City of Melbourne have announced a change to the fines for littering smokers, with the fine going up to $234 for throwing away a lit cigarette.
Smokers or non-smokers, it just staggers me that some people are such slobs.
Regularly, I see footy-goers at the Parkside Edgewater oval (Maribyrnong) rock up to watch a local footy game, sit in their cars eating, and throw their food wrappers and bottles and other crap on the ground afterwards and just drive off. Absolutely breathtaking.
What the hell are they all thinking? Do they leave crap around their own homes as well?
Someone comes along in the following week and cleans it all up (probably at the expense of the local ratepayers), and then at the next game a week or two later, they do it again.
I mean, WTF?
(Dear City of Maribyrnong, if your officers want to earn some fine revenue for littering, Parkside Edgewater during a game is the place to be. But take back-up.)

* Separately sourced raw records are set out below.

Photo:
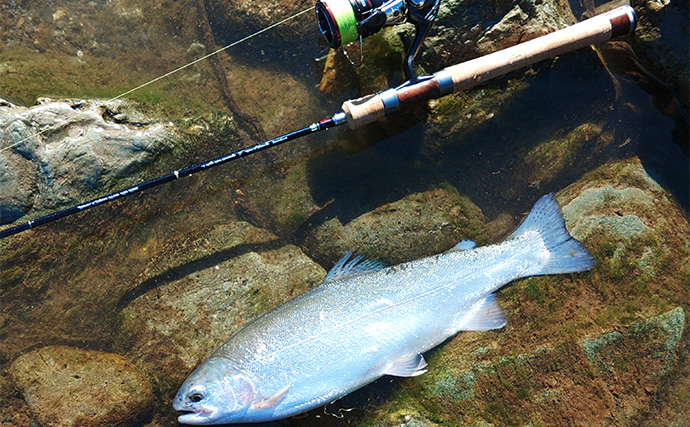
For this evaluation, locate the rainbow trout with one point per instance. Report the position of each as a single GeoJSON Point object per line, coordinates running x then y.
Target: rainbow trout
{"type": "Point", "coordinates": [366, 320]}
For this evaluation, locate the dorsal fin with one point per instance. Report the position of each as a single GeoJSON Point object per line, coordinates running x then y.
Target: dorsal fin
{"type": "Point", "coordinates": [346, 267]}
{"type": "Point", "coordinates": [409, 366]}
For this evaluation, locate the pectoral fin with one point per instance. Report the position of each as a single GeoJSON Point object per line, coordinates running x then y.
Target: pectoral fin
{"type": "Point", "coordinates": [272, 400]}
{"type": "Point", "coordinates": [408, 366]}
{"type": "Point", "coordinates": [485, 315]}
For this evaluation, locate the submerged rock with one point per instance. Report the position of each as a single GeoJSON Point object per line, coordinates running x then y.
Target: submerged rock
{"type": "Point", "coordinates": [661, 42]}
{"type": "Point", "coordinates": [66, 386]}
{"type": "Point", "coordinates": [418, 225]}
{"type": "Point", "coordinates": [552, 364]}
{"type": "Point", "coordinates": [54, 153]}
{"type": "Point", "coordinates": [633, 362]}
{"type": "Point", "coordinates": [467, 29]}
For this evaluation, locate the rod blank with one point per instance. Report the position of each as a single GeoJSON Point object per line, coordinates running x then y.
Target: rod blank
{"type": "Point", "coordinates": [598, 29]}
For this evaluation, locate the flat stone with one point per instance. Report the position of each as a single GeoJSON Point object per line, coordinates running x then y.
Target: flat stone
{"type": "Point", "coordinates": [56, 152]}
{"type": "Point", "coordinates": [67, 386]}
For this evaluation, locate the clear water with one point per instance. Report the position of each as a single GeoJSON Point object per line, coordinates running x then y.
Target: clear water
{"type": "Point", "coordinates": [66, 282]}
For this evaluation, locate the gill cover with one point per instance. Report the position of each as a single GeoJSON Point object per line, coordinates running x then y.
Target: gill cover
{"type": "Point", "coordinates": [214, 393]}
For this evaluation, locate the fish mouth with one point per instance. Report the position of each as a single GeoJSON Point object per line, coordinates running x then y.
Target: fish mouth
{"type": "Point", "coordinates": [195, 415]}
{"type": "Point", "coordinates": [193, 418]}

Maybe it’s time to re-use those old 80s adverts that treat people like
Or otherwise, perhaps the Doctor can do something about it.
16 replies on “People are such damn slobs”
“Do they leave crap around their own homes as well?”
In the case of my teenage kids, YES !
So I think the litter-bugs genuinely think it is someone else’s job to clean up after them (just like kids think it’s their parents’ job to remove their crap from the floor and put in the bin/ washing basket/ draw/ cupboard, etc)
Here you go again Daniel,taking the high ground.Perfectly safe to have a go at people who cause litter and you wont get any argument from me on that score,as it is disgusting,but where are the rubbish bins?I cant see one in sight!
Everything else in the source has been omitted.